I have also tried manually editing the elasticsearch.yml to include the initial_masater_nodes but unsurprising ECK overrides that config.

I discovered the issue with the certificate errors was just a separate issue.

I had not realized we duplicated the public cert configmap to another namespace where logstash ran but that was unmanaged by the elastic-operator meaning when the rotation happened it still had the hold info.

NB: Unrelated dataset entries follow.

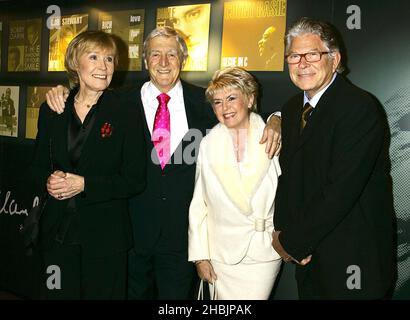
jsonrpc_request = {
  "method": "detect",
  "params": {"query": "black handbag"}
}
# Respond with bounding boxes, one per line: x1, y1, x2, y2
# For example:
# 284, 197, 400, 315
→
20, 192, 48, 256
20, 139, 54, 256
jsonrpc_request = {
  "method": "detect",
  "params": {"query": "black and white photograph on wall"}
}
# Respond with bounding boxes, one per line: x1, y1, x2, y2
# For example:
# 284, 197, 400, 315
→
0, 86, 20, 137
98, 9, 144, 71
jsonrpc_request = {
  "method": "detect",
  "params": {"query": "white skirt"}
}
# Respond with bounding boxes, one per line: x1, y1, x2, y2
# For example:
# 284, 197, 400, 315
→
209, 257, 282, 300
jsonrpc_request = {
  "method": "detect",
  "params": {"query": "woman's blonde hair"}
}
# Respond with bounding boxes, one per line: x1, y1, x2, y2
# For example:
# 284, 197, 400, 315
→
64, 31, 118, 88
205, 67, 259, 112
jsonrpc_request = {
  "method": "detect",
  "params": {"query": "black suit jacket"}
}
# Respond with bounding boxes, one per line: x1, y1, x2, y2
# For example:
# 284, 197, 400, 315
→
274, 75, 394, 298
33, 90, 146, 257
122, 81, 216, 254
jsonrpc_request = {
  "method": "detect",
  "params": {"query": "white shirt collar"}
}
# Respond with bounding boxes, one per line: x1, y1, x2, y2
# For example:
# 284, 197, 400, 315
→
303, 72, 337, 108
143, 80, 184, 110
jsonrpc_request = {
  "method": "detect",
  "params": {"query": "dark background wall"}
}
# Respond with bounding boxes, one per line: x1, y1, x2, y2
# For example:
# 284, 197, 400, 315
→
0, 0, 410, 299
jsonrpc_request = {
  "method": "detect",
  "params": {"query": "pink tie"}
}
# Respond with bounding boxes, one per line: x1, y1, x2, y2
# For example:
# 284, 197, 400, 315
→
151, 93, 171, 170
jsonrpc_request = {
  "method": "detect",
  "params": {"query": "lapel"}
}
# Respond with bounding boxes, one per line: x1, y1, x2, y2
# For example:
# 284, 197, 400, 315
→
206, 113, 271, 215
51, 109, 72, 172
165, 80, 205, 172
78, 93, 111, 172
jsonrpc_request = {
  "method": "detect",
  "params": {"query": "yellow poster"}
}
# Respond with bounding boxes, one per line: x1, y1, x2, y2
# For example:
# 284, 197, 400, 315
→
157, 3, 211, 71
0, 21, 3, 70
7, 19, 41, 72
48, 14, 88, 71
98, 9, 144, 71
26, 87, 52, 139
221, 0, 286, 71
0, 86, 20, 137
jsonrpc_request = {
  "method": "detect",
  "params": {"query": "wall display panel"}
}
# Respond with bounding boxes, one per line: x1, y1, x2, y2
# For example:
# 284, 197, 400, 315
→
0, 86, 20, 137
7, 19, 42, 72
157, 3, 211, 71
26, 87, 52, 139
0, 21, 3, 70
98, 9, 144, 71
48, 14, 88, 71
221, 0, 286, 71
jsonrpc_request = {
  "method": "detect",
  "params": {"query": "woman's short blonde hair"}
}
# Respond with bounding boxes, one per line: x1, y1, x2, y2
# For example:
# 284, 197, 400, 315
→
64, 31, 118, 88
205, 67, 259, 112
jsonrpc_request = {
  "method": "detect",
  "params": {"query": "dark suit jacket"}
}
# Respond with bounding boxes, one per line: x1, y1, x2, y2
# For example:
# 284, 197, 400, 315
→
33, 90, 146, 257
123, 82, 216, 255
274, 75, 394, 298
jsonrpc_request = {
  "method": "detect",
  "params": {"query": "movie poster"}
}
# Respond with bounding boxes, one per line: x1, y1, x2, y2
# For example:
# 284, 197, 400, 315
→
7, 19, 41, 72
157, 3, 211, 71
0, 21, 3, 70
221, 0, 286, 71
48, 14, 88, 71
98, 9, 144, 71
0, 86, 20, 137
26, 87, 52, 139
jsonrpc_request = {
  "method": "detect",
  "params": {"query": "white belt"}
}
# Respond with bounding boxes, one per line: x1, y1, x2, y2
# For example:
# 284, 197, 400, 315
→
255, 219, 266, 232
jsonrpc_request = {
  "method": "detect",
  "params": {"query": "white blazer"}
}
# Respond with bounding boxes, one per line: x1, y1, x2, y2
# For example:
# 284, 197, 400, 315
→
188, 113, 281, 264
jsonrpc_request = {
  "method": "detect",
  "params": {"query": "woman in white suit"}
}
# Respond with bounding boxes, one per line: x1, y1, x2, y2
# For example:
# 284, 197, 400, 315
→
189, 67, 281, 300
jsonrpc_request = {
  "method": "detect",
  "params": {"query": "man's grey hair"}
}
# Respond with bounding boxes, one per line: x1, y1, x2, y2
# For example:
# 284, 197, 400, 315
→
143, 26, 188, 63
285, 17, 345, 73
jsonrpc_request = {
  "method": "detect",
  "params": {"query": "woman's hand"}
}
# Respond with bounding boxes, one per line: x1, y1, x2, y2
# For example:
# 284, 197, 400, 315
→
47, 171, 84, 200
195, 260, 217, 283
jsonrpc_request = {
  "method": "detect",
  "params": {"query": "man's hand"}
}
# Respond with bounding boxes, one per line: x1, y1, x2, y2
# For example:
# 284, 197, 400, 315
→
195, 260, 217, 283
47, 171, 84, 200
259, 115, 282, 159
272, 231, 312, 266
46, 85, 70, 114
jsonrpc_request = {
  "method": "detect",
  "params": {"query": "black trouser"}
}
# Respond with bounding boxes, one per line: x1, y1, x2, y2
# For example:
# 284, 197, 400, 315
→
43, 242, 127, 299
128, 250, 196, 300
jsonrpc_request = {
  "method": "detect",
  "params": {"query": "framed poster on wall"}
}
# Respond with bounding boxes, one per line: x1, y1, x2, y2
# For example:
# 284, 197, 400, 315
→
221, 0, 286, 71
0, 86, 20, 137
48, 14, 88, 71
157, 3, 211, 71
98, 9, 144, 71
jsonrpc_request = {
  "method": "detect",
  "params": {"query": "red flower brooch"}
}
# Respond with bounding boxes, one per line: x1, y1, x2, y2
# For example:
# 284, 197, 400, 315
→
101, 122, 114, 138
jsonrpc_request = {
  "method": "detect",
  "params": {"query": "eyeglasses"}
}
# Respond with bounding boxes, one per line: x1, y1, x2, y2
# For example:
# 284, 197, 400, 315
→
286, 51, 330, 64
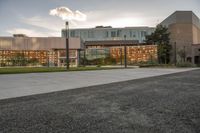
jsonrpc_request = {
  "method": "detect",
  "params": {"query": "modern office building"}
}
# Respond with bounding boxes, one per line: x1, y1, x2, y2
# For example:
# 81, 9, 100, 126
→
85, 40, 157, 65
161, 11, 200, 64
0, 34, 83, 66
62, 26, 157, 64
62, 26, 155, 43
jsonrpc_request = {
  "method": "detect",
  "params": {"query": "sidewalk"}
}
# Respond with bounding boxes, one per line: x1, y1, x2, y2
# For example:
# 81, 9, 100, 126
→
0, 68, 197, 99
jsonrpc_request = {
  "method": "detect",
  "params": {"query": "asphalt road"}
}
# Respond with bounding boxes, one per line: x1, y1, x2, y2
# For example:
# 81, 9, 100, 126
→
0, 70, 200, 133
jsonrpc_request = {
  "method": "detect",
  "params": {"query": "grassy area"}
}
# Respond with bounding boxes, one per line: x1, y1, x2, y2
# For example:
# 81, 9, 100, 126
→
0, 67, 120, 74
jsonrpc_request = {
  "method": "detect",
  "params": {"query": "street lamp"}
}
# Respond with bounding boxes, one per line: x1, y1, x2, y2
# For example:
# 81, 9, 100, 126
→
174, 42, 177, 66
65, 21, 69, 70
124, 35, 127, 68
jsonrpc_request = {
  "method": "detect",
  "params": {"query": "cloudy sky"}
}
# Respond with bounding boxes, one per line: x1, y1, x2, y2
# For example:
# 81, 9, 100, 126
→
0, 0, 200, 36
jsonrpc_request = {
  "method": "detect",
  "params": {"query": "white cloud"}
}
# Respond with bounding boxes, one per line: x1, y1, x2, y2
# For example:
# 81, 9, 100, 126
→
7, 28, 60, 37
49, 7, 87, 21
21, 16, 64, 31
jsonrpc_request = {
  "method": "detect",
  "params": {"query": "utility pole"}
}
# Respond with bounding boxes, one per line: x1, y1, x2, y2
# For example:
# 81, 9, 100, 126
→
65, 21, 69, 70
174, 42, 176, 66
124, 35, 127, 68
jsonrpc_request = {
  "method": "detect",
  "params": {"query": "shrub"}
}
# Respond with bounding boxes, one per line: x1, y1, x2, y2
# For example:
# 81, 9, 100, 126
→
176, 62, 195, 67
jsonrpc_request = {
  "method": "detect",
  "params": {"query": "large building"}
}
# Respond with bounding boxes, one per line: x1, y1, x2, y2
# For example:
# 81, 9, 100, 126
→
62, 26, 155, 43
0, 34, 82, 66
161, 11, 200, 64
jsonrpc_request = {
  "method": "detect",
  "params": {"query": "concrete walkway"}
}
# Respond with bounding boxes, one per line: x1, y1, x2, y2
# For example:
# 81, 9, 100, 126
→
0, 68, 197, 99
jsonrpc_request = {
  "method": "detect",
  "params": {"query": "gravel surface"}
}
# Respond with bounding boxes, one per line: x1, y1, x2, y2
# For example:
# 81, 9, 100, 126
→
0, 70, 200, 133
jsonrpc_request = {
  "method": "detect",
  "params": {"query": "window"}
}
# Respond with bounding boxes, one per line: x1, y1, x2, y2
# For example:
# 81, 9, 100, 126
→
106, 31, 109, 37
70, 31, 75, 37
111, 31, 116, 37
117, 30, 121, 37
141, 31, 147, 37
88, 31, 94, 38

I still don't understand how my cluster ended up masterless or how to recover from this state. Most things I read say to set the cluster.initial_master_nodes but that is a setting managed by the operator and doesn't seem configurable. Is it likely have a way to bring this cluster back?

I am assuming you mean the Kubernetes secret which contains the certs for Elasticsearch here?
If you copy those without removing the owner reference you will run into a Kubernetes bug that leads to data loss as resources in your Elasticsearch cluster will be deleted by the garbage collector. This is consistent with your observation that the master nodes are claiming that they never joined a cluster before, which can mean that they have lost the persistent volumes where they store their state.

We have documented this problem here Common problems | Elastic Cloud on Kubernetes [2.10] | Elastic

Please be careful when copying objects created by the operator into other namespaces and remove the owner references first.

1 Like

@pebrc Yes it was a kubernetes secret and that does look like the bug we ran into.

Wow, that is a pretty brutal manifestation of that bug. Glad to have learned this lesson for an internal application and that is still in alpha. Thank you for the insight.